Worum geht es bei diesen Pflichten? Es geht eigentlich um einen
Grundbestand an scheinbaren Selbstverständlichkeiten. Aber
leider sind sie nicht überall selbstverständlich. Die in
der Charta aufgezählten Pflichten und moralischen Werte
spiegeln bereits existierende Grundwerte wider, die in einer
Vielzahl europäischer und weltweiter Übereinkünfte
fest verankert sind. Zu diesen Übereinkünften zählt
etwa die europäische Menschenrechtskonvention von 1950 oder
aber auch der Internationale Pakt über bürgerliche und
politische Rechte von 1966. Die darin formulierten Grundwerte sind
als Fundament der Menschenrechte gemeinsamer Bestandteil aller
Zivilisationen und Kulturen der Welt.

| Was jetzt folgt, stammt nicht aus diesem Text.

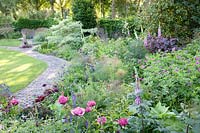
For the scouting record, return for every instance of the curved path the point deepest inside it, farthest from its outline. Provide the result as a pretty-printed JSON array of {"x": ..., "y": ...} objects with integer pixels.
[{"x": 50, "y": 76}]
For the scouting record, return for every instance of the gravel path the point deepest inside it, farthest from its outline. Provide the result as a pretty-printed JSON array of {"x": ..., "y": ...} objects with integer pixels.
[{"x": 50, "y": 76}]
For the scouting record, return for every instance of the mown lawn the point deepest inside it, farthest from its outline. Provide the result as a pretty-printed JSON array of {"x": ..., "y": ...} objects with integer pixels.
[
  {"x": 10, "y": 42},
  {"x": 17, "y": 70}
]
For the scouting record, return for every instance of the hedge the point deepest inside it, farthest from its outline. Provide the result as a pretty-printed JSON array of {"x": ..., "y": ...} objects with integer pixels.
[{"x": 117, "y": 26}]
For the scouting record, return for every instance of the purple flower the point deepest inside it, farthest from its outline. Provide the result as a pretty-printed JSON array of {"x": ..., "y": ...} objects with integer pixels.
[
  {"x": 197, "y": 58},
  {"x": 145, "y": 41},
  {"x": 159, "y": 32},
  {"x": 101, "y": 120},
  {"x": 137, "y": 91},
  {"x": 137, "y": 100},
  {"x": 74, "y": 100},
  {"x": 86, "y": 124}
]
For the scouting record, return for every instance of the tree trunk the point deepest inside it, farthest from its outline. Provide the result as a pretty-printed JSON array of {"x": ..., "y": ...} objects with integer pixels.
[
  {"x": 113, "y": 9},
  {"x": 52, "y": 6}
]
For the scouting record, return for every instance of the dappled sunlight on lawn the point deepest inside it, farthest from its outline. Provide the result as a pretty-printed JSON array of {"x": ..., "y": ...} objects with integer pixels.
[
  {"x": 17, "y": 70},
  {"x": 20, "y": 68}
]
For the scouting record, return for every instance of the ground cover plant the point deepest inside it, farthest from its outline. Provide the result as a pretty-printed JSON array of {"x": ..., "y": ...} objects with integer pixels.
[{"x": 18, "y": 70}]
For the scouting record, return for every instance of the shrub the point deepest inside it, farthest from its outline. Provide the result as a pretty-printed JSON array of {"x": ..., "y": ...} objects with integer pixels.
[
  {"x": 66, "y": 32},
  {"x": 177, "y": 18},
  {"x": 173, "y": 78},
  {"x": 118, "y": 27},
  {"x": 83, "y": 10},
  {"x": 158, "y": 44}
]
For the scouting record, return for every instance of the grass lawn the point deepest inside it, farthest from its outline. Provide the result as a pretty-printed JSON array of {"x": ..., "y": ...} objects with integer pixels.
[
  {"x": 10, "y": 42},
  {"x": 17, "y": 70}
]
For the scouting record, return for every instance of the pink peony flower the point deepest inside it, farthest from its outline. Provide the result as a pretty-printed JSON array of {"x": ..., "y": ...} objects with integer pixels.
[
  {"x": 102, "y": 120},
  {"x": 62, "y": 99},
  {"x": 14, "y": 102},
  {"x": 88, "y": 109},
  {"x": 91, "y": 103},
  {"x": 123, "y": 121},
  {"x": 78, "y": 111}
]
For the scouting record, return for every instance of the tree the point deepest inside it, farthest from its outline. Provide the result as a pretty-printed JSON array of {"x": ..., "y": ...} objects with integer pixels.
[
  {"x": 8, "y": 6},
  {"x": 113, "y": 9},
  {"x": 83, "y": 10},
  {"x": 62, "y": 5}
]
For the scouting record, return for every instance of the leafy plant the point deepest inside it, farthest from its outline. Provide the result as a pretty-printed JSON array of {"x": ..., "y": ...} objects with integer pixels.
[
  {"x": 83, "y": 10},
  {"x": 173, "y": 77}
]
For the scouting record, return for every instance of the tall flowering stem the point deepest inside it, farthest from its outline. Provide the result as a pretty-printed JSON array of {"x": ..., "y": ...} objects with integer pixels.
[
  {"x": 137, "y": 89},
  {"x": 138, "y": 100}
]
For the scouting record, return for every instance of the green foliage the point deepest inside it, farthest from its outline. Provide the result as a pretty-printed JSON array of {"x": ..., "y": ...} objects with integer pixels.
[
  {"x": 33, "y": 23},
  {"x": 173, "y": 78},
  {"x": 66, "y": 32},
  {"x": 117, "y": 27},
  {"x": 83, "y": 10},
  {"x": 177, "y": 19}
]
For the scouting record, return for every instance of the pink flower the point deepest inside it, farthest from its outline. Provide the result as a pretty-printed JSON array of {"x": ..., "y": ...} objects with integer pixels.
[
  {"x": 122, "y": 121},
  {"x": 102, "y": 120},
  {"x": 145, "y": 42},
  {"x": 88, "y": 109},
  {"x": 14, "y": 102},
  {"x": 78, "y": 111},
  {"x": 137, "y": 100},
  {"x": 91, "y": 103},
  {"x": 62, "y": 99},
  {"x": 159, "y": 32}
]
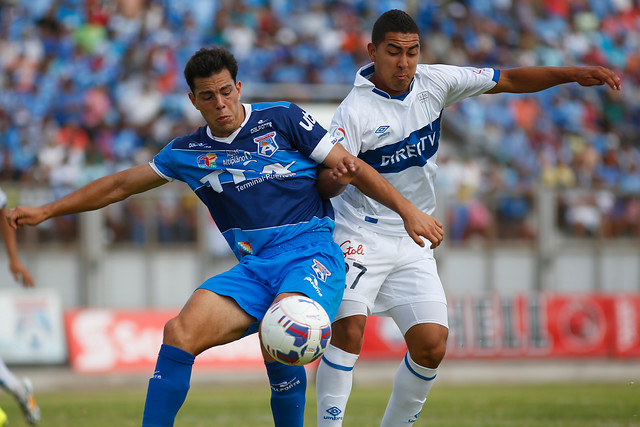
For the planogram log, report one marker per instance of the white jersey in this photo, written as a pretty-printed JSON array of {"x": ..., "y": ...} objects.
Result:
[
  {"x": 3, "y": 199},
  {"x": 399, "y": 136}
]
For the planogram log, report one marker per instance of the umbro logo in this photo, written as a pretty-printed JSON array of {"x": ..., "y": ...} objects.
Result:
[
  {"x": 334, "y": 414},
  {"x": 383, "y": 131}
]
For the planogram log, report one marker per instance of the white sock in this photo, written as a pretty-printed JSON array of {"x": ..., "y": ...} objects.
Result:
[
  {"x": 9, "y": 381},
  {"x": 410, "y": 388},
  {"x": 334, "y": 379}
]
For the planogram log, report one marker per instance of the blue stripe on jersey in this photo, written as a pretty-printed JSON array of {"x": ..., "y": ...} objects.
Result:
[
  {"x": 336, "y": 366},
  {"x": 261, "y": 188},
  {"x": 414, "y": 150},
  {"x": 496, "y": 75},
  {"x": 264, "y": 105}
]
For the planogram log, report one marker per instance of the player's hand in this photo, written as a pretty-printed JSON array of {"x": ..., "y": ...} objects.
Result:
[
  {"x": 345, "y": 171},
  {"x": 598, "y": 76},
  {"x": 21, "y": 215},
  {"x": 21, "y": 274},
  {"x": 421, "y": 224}
]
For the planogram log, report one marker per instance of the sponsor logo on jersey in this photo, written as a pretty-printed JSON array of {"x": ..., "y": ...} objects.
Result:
[
  {"x": 414, "y": 150},
  {"x": 207, "y": 161},
  {"x": 245, "y": 248},
  {"x": 199, "y": 145},
  {"x": 321, "y": 271},
  {"x": 382, "y": 131},
  {"x": 338, "y": 134},
  {"x": 267, "y": 145}
]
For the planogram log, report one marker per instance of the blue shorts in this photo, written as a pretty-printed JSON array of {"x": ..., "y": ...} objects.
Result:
[{"x": 311, "y": 264}]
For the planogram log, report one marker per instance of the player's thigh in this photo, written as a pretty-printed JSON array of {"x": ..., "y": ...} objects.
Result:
[
  {"x": 207, "y": 320},
  {"x": 415, "y": 279},
  {"x": 316, "y": 271},
  {"x": 368, "y": 258}
]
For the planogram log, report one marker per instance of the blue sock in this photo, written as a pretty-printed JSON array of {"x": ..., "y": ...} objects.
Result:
[
  {"x": 288, "y": 393},
  {"x": 168, "y": 387}
]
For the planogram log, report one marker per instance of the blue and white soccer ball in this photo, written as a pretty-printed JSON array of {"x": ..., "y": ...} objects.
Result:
[{"x": 296, "y": 330}]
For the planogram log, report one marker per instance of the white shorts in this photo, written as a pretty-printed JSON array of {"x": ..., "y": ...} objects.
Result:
[{"x": 389, "y": 276}]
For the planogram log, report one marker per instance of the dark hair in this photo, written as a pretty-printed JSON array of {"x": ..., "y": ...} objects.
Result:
[
  {"x": 209, "y": 61},
  {"x": 393, "y": 21}
]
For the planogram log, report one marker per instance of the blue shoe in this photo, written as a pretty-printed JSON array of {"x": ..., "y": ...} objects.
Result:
[{"x": 28, "y": 404}]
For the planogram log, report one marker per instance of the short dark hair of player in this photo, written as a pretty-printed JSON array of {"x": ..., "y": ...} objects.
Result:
[
  {"x": 208, "y": 61},
  {"x": 393, "y": 21}
]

Ich habe es daher sehr
begrüßt, dass die Charta auch Ihnen als Teilnehmer der
Konferenz vorgelegt und um Ihre Unterstützung geworben
wird.
Unsere OSZE-Normen und Standards im Bereich der Menschenrechte und
Grundfreiheiten sowie der Demokratie und Rechtsstaatlichkeit bilden
zusammen mit wirtschaftlicher Prosperität das wesentliche
Fundament für friedliche und stabile Verhältnisse im 21.
Jahrhundert. Lassen Sie uns gemeinsam dafür sorgen, dass von
der 11. Jahrestagung der Parlamentarischen Versammlung der OSZE und
ihrer "Berliner Erklärung" eine klare Botschaft gegen
Fanatismus, Terrorismus und Unmenschlichkeit und für die
Werte, denen wir uns vor 25 Jahren in Helsinki verpflichtet haben,
ausgeht. Ich erinnere an dieser Stelle an den unvergessenen
schwedischen Premier Olaf Palme: "Meine Hoffnung ist, dass die
Zukunft Europas auf der Grundlage der Ideen geschaffen wird, die
der Demokratie und der sozialen Gerechtigkeit zugrunde liegen". Wir
sind diesem großen Wunsch heute näher als es Olaf Palme
damals war. Lassen Sie uns unbeirrt an diesem Kurs festhalten."